Correct Answer - Option 4 : - 1.87 ms-1

The correct answer is - 1.87 ms-1.

• Given Mass of bullet, m1 = 25 g = 0.025 kg
  • Mass of pistol, m2 = 2 kg
  • The initial velocity of the bullet (u1) and pistol, u2 = 0
  • The final velocity of the bullet, v1 = 150 ms-1
  • Let the recoil velocity of the pistol be v
  • The total momentum of the pistol and bullet is zero before the fire (because both are at rest)
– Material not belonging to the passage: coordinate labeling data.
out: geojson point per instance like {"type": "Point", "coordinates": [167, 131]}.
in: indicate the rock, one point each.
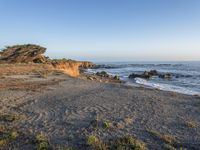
{"type": "Point", "coordinates": [90, 78]}
{"type": "Point", "coordinates": [23, 54]}
{"type": "Point", "coordinates": [102, 74]}
{"type": "Point", "coordinates": [116, 78]}
{"type": "Point", "coordinates": [149, 74]}
{"type": "Point", "coordinates": [144, 75]}
{"type": "Point", "coordinates": [165, 76]}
  • The total momentum of the pistol and bullet after it is fired is
  • = \((0.025 kg * 150 ms^{-1}) + (2 kg * v {ms^{-1}})\)
  • On calculation, we get,
    • = (3.75 + 2v) kg ms-1
  • Total momentum after the fire = Total momentum before the fire
    • 3.75 + 2v = 0
    • 2v = -3.75
    • v = -3.75/2
    • v = -1.875 m/s
• Hence, the recoil velocity of the pistol is -1.875 m/s.